Lose control of that belief and you’ve already failed. The Atlantic can be surprisingly forgiving but it doesn’t suffer fools. Those seven weeks at sea taught me a huge amount about myself but also a great deal about the ocean herself.

I can’t say with hand on my heart that it was an ‘enjoyable’ experience. There was little obvious happiness or laughter during those challenging days at sea, but I think that was more self-imposed than something the ocean imposed on us.

Above all, I learned the art of self-preservation. Half the battle was self-guarding my own mental and physical well-being. I didn’t always succeed, and I battled more demons than on almost any other expedition, but I fought for my spirit and, ultimately, I won.

What is it like living in your own mind for seven weeks without distraction?

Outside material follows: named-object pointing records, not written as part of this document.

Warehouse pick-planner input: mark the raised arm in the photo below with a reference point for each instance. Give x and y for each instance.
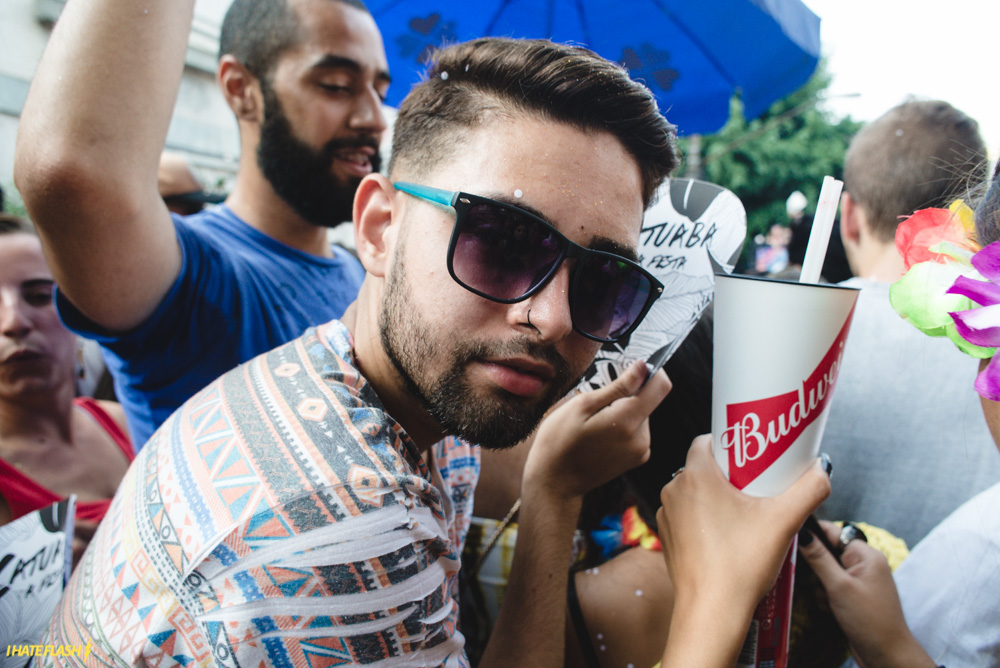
(585, 442)
(90, 136)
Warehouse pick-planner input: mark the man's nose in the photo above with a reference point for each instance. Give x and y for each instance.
(547, 311)
(367, 112)
(14, 321)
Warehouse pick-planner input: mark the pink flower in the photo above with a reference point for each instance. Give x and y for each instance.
(926, 228)
(981, 326)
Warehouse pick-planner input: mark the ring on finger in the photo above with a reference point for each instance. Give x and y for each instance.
(851, 532)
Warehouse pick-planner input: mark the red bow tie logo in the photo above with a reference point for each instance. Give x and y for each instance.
(758, 432)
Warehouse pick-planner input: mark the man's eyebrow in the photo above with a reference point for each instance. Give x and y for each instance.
(332, 61)
(600, 243)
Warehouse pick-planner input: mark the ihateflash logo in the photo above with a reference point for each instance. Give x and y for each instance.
(49, 650)
(758, 432)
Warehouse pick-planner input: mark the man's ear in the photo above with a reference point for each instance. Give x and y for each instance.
(241, 90)
(373, 229)
(850, 220)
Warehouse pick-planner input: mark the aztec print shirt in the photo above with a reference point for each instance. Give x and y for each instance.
(280, 518)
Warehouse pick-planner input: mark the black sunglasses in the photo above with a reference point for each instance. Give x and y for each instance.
(506, 254)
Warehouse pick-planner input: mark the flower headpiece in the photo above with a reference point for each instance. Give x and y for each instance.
(947, 275)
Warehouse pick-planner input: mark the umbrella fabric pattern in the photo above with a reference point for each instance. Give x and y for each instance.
(693, 54)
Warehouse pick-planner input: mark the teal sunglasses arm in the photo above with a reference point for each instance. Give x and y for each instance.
(445, 197)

Once you surrender to the boredom and the notion that you are in it for the long term, it becomes almost cathartic.

That adventure taught me how to cope under duress and how to carry on when all around you in your world seems to be crumbling. I learned to shield myself from the dark cloud of doubt that followed me and James all the way across the ocean.

The ocean can be a cruel mistress. She has claimed many lives over the years. Those 49 days at sea had taught me so much about the nuances of life, the slow wear and tear of mind and body. Like a beautiful dance we had learned to move together with the sea. The ocean had given me the strength to be brave in my moment of fear. We had been lucky. We scraped through despite our early lack of preparation, because the extended nature of the race had given us a chance to catch up as we rowed.

As we adapted to the ocean, as we moved and worked together and with it, I replaced my fear and withered self-confidence with hope, respect and durability. Pitting myself against the ocean gave me the opportunity to blossom into a fully paid-up apprentice who had earned his first stripes in the school of wilderness. I discovered that we are all capable of so much more than we give ourselves credit for. In society we are often held back by presumptions and assumptions. We fail to push ourselves to the limit of our abilities for fear of failure, public ridicule or humiliation. But in the face of the immensity of nature, these concerns begin to pale in significance.

Out in the Atlantic, thousands of miles from society, we were free to succeed or fail on our own terms. The difference being that failure on the ocean could result in more than just a battered ego. Rowing the Atlantic strengthened my self-confidence and taught me to believe in myself. It instilled in me the perseverance to carry on against all the odds. It showed me that I can achieve my goals, even when the going isn’t easy. And it demonstrated that if we believe in what we are doing, we can endure whatever comes our way. The ocean had taught me to take control of my own narrative and believe in myself.